On vector mode contribution to CMB temperature and polarization from local strings

TL;DR

The paper addresses significant coding errors in the cosmic-string contribution to CMB anisotropy, notably a missing vector-mode normalization and a general spectrum normalization factor. By correcting these, vector-mode power increases dramatically (approximately by a factor of $8$) and all string spectra are renormalized, leading to a tighter bound on the string tension: $G\mu_0 \approx 1.1 \times 10^{-6}$ and $G\mu < 1.8\,(2.7) \times 10^{-7}$ (68/95% c.l.).

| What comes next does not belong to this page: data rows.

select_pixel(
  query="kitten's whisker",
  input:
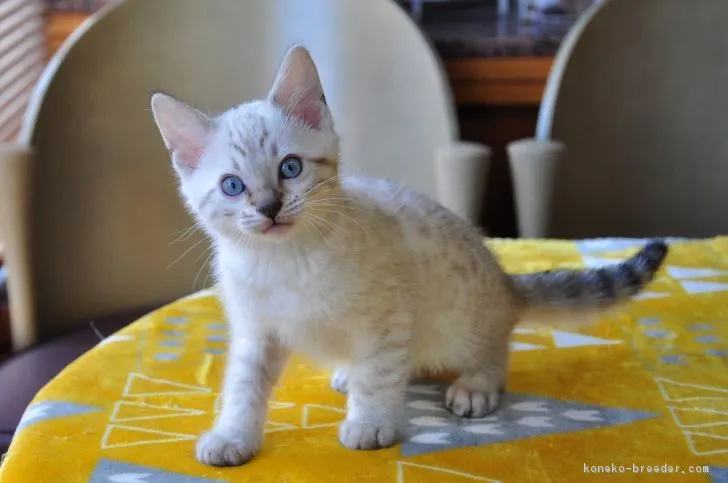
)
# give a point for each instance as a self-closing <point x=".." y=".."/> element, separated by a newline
<point x="199" y="271"/>
<point x="185" y="234"/>
<point x="184" y="254"/>
<point x="336" y="212"/>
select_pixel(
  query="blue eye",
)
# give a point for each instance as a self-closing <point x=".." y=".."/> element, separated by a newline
<point x="291" y="167"/>
<point x="232" y="185"/>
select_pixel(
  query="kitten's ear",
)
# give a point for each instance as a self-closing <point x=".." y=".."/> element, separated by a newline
<point x="184" y="129"/>
<point x="297" y="88"/>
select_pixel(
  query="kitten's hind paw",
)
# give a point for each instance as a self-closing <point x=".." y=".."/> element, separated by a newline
<point x="214" y="449"/>
<point x="366" y="436"/>
<point x="340" y="381"/>
<point x="468" y="402"/>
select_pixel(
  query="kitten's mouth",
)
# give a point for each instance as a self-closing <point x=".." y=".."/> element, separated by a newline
<point x="278" y="227"/>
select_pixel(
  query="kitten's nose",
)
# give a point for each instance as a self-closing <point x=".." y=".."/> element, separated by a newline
<point x="271" y="208"/>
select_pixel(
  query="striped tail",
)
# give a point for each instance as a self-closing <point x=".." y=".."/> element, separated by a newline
<point x="593" y="288"/>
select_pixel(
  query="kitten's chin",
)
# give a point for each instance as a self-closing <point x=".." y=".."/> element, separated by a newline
<point x="278" y="230"/>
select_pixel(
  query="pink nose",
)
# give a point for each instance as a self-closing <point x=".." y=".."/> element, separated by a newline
<point x="271" y="209"/>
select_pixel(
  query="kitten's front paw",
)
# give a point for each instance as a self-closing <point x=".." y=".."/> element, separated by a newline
<point x="214" y="449"/>
<point x="361" y="435"/>
<point x="467" y="402"/>
<point x="340" y="381"/>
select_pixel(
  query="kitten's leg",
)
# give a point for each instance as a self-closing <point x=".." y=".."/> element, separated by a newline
<point x="377" y="383"/>
<point x="340" y="380"/>
<point x="254" y="366"/>
<point x="478" y="390"/>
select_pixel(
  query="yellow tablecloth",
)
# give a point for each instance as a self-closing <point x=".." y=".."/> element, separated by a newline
<point x="642" y="392"/>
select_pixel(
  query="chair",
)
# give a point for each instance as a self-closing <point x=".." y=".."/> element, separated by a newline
<point x="638" y="96"/>
<point x="88" y="198"/>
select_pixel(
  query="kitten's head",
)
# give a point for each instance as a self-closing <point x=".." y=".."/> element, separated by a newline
<point x="258" y="169"/>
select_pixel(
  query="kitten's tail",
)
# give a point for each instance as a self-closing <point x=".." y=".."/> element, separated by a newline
<point x="569" y="291"/>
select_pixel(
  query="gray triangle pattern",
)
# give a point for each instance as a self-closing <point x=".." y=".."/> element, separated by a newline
<point x="432" y="428"/>
<point x="111" y="471"/>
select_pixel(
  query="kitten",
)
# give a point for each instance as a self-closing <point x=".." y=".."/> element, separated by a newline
<point x="359" y="273"/>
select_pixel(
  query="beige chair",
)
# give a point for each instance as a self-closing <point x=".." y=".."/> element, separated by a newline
<point x="638" y="94"/>
<point x="88" y="199"/>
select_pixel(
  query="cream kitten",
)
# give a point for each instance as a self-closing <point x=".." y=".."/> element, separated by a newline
<point x="359" y="273"/>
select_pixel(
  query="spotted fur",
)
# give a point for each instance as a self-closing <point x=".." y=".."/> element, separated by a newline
<point x="598" y="287"/>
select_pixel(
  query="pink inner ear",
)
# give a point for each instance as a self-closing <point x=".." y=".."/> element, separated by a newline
<point x="309" y="112"/>
<point x="188" y="156"/>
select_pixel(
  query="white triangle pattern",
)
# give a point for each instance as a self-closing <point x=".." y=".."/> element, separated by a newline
<point x="523" y="346"/>
<point x="573" y="339"/>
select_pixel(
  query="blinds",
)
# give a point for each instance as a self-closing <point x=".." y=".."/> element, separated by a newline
<point x="22" y="59"/>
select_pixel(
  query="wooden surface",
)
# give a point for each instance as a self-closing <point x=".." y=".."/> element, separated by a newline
<point x="60" y="26"/>
<point x="515" y="81"/>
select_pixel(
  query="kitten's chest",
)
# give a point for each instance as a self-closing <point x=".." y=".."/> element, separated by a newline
<point x="292" y="295"/>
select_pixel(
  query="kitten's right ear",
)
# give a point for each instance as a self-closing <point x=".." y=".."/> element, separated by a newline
<point x="184" y="129"/>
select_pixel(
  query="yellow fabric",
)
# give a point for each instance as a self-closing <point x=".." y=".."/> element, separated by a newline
<point x="152" y="388"/>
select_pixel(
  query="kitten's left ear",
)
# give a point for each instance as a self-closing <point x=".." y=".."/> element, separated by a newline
<point x="184" y="129"/>
<point x="297" y="88"/>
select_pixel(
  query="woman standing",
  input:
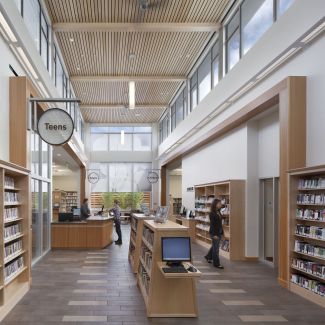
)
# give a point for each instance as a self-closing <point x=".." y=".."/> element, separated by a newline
<point x="216" y="233"/>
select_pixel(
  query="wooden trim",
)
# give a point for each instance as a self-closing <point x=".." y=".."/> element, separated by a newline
<point x="136" y="27"/>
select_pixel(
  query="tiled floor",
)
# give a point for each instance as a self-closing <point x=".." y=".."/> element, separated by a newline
<point x="85" y="287"/>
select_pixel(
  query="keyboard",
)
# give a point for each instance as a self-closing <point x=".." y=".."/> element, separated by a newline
<point x="178" y="269"/>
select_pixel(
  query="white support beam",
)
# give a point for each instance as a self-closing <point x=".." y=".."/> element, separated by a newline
<point x="129" y="78"/>
<point x="112" y="106"/>
<point x="136" y="27"/>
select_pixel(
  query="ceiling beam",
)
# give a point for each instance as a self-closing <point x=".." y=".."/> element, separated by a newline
<point x="129" y="78"/>
<point x="136" y="27"/>
<point x="109" y="106"/>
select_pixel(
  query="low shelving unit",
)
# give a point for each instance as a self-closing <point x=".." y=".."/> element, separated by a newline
<point x="232" y="195"/>
<point x="15" y="235"/>
<point x="307" y="233"/>
<point x="164" y="295"/>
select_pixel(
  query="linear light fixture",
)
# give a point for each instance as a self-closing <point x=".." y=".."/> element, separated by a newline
<point x="7" y="29"/>
<point x="26" y="61"/>
<point x="131" y="95"/>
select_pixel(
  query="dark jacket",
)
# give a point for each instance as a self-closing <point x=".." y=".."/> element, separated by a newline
<point x="216" y="224"/>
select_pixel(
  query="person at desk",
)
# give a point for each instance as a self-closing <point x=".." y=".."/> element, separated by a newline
<point x="84" y="210"/>
<point x="216" y="232"/>
<point x="117" y="221"/>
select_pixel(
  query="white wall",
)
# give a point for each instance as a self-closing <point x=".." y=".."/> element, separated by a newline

The improved vector contribution also greatly enhances the predicted B-mode polarization from cosmic strings, by roughly $10$–$20$ times, making a string-sourced BB signal potentially observable and possibly exceeding lensing-induced B modes. These results motivate reanalysis with newer CMB data (e.g., WMAP3) and have implications for constraining or detecting cosmic strings via B-mode polarization.

Abstract

In a recent publication, we used the data from WMAP and SDSS to constrain the primordial perturbations and to predict the B-mode polarization sourced by cosmic string networks. We have been alerted by A. Slosar to the existence of errors in the code we used to calculate the Cosmic Microwave Background anisotropies from cosmic strings. Correcting the errors leads to a significant increase in the vector mode contribution to the CMB temperature and polarization anisotropies as well as an overall renormalization of the various string spectra. In these notes we explain the nature of the errors and discuss their implications for previously published constraints on cosmic strings based on this code. The chief change in our results is that our derived limit for the cosmic string tension is strengthened: Gμ< 1.8 (2.7) * 10^{-7} at 68 (95)% confidence. We also note that the newly-enhanced vector mode contribution produces a greatly-increased amplitude for B-mode polarization in the CMB which could exceed the B-mode power produced by the lensing of primordial E-mode polarization into B-mode polarization.

Figures (2)

• Figure 1: The scalar (blue dot), vector (red short dash), tensor (black long dash) and their sum (solid black) contributions to the CMB TT spectrum evaluated using the old (left) and the revised (right) codes for the cases of smooth ($\alpha_r=1$) and wiggly ($\alpha_r=1.9$) strings with $G\mu = 1.4 \times 10^{-6}$. The spectra are proportional to $(G\mu)^2$ and this value of $G\mu$ corresponds to the reference cosmic string tension used in our previous work WPW05, divided by $\sqrt{2}$ (to correct an overall factor of two missing in the power spectra computed from the previous version of our code). Comparing the old and revised plots, it is evident that the new smooth string spectra have a factor of about $1.69$ higher amplitude than the old spectra for the same string tension. We combine these two corrections -- a factor of $\sqrt{2}$ in overall normalization and a factor of $\approx \sqrt{1.69}$ from enhanced vector modes -- to infer that the correct, fiducial cosmic string tension should be $G\mu_0 \approx 1.1 \times 10^{-6}$, which is a factor of $1.8$ smaller than the fiducial tension estimated in our previous work. The meaning of this fiducial tension, explained in our last paper, is this: $G\mu_0$ is the cosmic string tension that would be necessary for a network of cosmic strings to produce the same integrated primordial power as is found in the WMAP best-fit adiabatic model. The parameter $\alpha_r$ is the ratio of the effective mass-per-length of a wiggly string to that of a smooth string in the radiation era. See Refs. PV99WPW05 for further details on string substructure.
• Figure 2: The CMB BB spectra. Left: the plot from our last paper WPW05 showing contributions from inflation for $r=0.1$ (dash-dot), lensing (dot) and cosmic strings (solid line for smooth and dash line for wiggly). Right: revised predictions for the smooth (solid, red) and wiggly (dashed, blue) cases based on the assumption that strings contribute $10$% of the power in the CMB TT spectrum. Inflation and lensing estimates are plotted as in the left hand panel but with the inflationary tensor mode color-coded magenta and E to B lensing still black.